By nature, I am a lazy person, so I decided not to “reinvent the wheel”, but to search the Internet for similar designs and adapt the circuit of one of them for my own. Time was very pressing, so simplicity and the absence of expensive spare parts were the priority.
On one of the forums, a simple circuit was chosen using the common PWM controller TL494. The disadvantage of this circuit is that it produces a rectangular voltage of 220 V at the output, but for pulsed power circuits this is not critical.
Selection of parts.
The circuit was chosen because almost all the parts could be taken from a computer power supply. For me this was very critical, because the nearest specialized store is more than 150 km away.
Output capacitors, resistors, and the microcircuit itself were removed from a pair of faulty power supplies of 250 and 350 W.

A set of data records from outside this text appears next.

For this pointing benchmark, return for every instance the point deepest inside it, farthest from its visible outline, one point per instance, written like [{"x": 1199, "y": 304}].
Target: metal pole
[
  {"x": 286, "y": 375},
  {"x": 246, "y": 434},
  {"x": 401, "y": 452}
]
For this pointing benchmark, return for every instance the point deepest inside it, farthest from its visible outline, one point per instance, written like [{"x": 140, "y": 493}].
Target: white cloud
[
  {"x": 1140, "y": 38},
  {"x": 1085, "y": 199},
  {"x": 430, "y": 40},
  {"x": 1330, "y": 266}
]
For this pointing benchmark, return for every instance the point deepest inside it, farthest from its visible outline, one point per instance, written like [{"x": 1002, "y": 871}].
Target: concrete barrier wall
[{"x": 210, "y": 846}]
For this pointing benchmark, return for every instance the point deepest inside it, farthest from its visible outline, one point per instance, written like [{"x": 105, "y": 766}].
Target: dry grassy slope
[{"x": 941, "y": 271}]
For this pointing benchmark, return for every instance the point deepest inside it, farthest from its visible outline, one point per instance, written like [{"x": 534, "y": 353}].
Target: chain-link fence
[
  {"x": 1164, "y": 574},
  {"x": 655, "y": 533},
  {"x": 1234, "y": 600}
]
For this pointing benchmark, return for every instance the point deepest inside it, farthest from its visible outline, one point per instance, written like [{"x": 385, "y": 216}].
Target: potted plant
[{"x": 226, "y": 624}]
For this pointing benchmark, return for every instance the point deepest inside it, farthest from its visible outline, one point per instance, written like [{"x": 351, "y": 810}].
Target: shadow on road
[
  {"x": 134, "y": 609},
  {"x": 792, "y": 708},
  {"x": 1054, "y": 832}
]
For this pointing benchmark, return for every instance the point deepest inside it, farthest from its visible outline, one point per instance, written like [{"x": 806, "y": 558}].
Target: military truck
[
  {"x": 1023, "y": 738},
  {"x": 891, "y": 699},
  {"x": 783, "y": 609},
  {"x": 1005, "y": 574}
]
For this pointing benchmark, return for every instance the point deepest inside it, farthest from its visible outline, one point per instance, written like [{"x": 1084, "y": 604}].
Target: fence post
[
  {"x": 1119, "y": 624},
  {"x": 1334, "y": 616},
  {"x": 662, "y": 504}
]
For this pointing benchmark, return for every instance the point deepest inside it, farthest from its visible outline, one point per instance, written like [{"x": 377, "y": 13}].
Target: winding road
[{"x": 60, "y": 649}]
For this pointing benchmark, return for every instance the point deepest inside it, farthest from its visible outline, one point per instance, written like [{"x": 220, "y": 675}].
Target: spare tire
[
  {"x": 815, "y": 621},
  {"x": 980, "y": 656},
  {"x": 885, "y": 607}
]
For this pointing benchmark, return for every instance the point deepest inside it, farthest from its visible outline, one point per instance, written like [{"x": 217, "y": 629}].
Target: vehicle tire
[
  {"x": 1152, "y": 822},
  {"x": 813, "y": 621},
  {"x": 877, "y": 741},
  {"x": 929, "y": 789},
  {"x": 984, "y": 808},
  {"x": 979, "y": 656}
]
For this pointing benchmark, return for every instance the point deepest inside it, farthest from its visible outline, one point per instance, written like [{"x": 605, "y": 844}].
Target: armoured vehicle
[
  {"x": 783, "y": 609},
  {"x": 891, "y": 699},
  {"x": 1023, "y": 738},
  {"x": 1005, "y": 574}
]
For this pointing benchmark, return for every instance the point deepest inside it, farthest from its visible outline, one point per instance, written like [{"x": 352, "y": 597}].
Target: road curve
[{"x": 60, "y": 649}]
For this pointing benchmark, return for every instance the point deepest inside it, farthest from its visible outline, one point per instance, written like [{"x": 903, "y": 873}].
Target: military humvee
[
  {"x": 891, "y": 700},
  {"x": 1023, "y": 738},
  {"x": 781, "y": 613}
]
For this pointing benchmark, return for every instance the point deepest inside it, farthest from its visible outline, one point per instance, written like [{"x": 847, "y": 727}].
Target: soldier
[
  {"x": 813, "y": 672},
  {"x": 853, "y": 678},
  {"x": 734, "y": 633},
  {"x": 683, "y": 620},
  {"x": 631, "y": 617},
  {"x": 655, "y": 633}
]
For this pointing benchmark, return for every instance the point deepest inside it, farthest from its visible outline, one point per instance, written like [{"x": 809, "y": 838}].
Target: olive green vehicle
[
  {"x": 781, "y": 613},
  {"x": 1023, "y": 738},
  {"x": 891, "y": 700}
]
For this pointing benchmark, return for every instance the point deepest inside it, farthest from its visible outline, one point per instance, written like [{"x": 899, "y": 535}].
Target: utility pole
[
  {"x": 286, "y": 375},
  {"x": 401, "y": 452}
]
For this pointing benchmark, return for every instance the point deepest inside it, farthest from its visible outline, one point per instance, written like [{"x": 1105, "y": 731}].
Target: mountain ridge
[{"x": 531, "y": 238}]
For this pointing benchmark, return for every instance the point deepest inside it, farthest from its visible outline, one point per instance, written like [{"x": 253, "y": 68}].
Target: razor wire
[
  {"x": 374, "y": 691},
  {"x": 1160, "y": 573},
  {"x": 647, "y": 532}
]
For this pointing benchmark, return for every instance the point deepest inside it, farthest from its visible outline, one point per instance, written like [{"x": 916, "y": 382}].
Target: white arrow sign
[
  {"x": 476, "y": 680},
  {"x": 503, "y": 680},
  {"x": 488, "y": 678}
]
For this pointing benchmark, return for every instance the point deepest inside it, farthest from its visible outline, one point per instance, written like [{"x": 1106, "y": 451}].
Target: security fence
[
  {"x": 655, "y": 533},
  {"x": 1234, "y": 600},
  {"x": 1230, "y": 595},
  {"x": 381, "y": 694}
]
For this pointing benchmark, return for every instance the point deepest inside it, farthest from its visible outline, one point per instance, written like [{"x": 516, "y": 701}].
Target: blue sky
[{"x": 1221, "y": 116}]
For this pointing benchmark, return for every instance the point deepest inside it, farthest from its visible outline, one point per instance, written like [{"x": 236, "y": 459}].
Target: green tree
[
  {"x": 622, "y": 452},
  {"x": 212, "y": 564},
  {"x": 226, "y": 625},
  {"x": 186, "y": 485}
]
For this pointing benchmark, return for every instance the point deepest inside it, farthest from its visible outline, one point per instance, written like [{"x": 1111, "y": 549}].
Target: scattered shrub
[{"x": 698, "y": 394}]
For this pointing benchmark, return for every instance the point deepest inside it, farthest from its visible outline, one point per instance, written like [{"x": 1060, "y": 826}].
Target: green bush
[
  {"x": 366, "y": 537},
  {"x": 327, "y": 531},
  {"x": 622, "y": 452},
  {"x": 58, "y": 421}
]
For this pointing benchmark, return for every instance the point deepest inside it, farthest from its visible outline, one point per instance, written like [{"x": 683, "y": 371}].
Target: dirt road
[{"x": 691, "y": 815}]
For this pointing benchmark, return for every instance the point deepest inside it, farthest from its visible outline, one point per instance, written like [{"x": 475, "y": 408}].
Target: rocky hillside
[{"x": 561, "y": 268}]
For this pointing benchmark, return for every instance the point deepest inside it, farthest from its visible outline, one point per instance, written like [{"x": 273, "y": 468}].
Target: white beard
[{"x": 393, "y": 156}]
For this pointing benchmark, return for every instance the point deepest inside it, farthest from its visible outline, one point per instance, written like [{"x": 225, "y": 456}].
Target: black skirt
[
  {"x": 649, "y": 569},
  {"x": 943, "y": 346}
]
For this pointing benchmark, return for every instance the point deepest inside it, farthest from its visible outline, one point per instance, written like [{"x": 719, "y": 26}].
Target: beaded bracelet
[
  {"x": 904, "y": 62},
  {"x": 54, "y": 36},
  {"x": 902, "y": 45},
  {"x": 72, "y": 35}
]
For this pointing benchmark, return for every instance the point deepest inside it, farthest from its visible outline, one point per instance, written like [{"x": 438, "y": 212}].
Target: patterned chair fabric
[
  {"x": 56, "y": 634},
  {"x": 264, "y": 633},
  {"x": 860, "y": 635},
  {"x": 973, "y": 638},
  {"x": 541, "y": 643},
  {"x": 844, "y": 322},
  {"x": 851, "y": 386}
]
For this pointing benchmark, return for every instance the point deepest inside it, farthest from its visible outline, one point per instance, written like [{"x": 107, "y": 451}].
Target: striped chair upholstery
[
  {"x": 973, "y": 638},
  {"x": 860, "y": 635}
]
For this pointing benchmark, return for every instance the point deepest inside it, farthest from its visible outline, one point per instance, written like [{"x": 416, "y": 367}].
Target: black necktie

The difficulty arose only with high-frequency diodes for converting the voltage at the output of the step-up transformer, but here old supplies saved me. The characteristics of the KD2999V suited me quite well.
Assembly of the finished device.
I had to assemble the device within a couple of hours after work, because a long trip was planned.
Since time was very limited, I simply did not look for additional materials and tools. I used only what was at hand. Again, due to speed, I did not use the printed circuit board samples provided on the forums. In 30 minutes, we designed our own printed circuit board on a piece of paper, and its design was transferred to the PCB.
Using a scalpel, one of the foil layers was removed. On the remaining layer, deep grooves were drawn along the applied lines. Using curved tweezers, it turned out to be the most convenient, the grooves were deepened to the non-conducting layer. At the places where the parts were installed using an awl, it was not included in the photo; holes were made.
I started the assembly by installing a transformer, I used a step-down one of the blocks, I simply turned it over and instead of lowering the voltage from 400 V to 12 V, it raised it from 12 V to 268 V. By replacing resistors R3 and capacitor C1, it was possible to reduce the output voltage to 220 V, but further experiments showed that this should not be done.
After the transformer, in order of decreasing size, I installed the remaining spare parts.
It was decided to install field-effect transistors on elongated inputs so that they are easier to attach to the cooling radiator.
The end result is this device:
All that remains is the finishing touch - attaching the radiator. There are 4 holes visible on the board, although there are only 3 self-tapping screws; it was just during the assembly process that it was decided to slightly change the position of the radiator for a better appearance. After final assembly this is what we got:
Tests.
There was no time to specifically test the device; it was simply connected to the battery from an uninterruptible power supply. A load in the form of a 30 W light bulb was connected to the output. After it caught fire, the device was simply thrown into my backpack, and I went on a business trip for 2 weeks.
In 2 weeks, the device never failed. Various devices were powered from it. When measured with a multimeter, the maximum current obtained reached 2.7 A.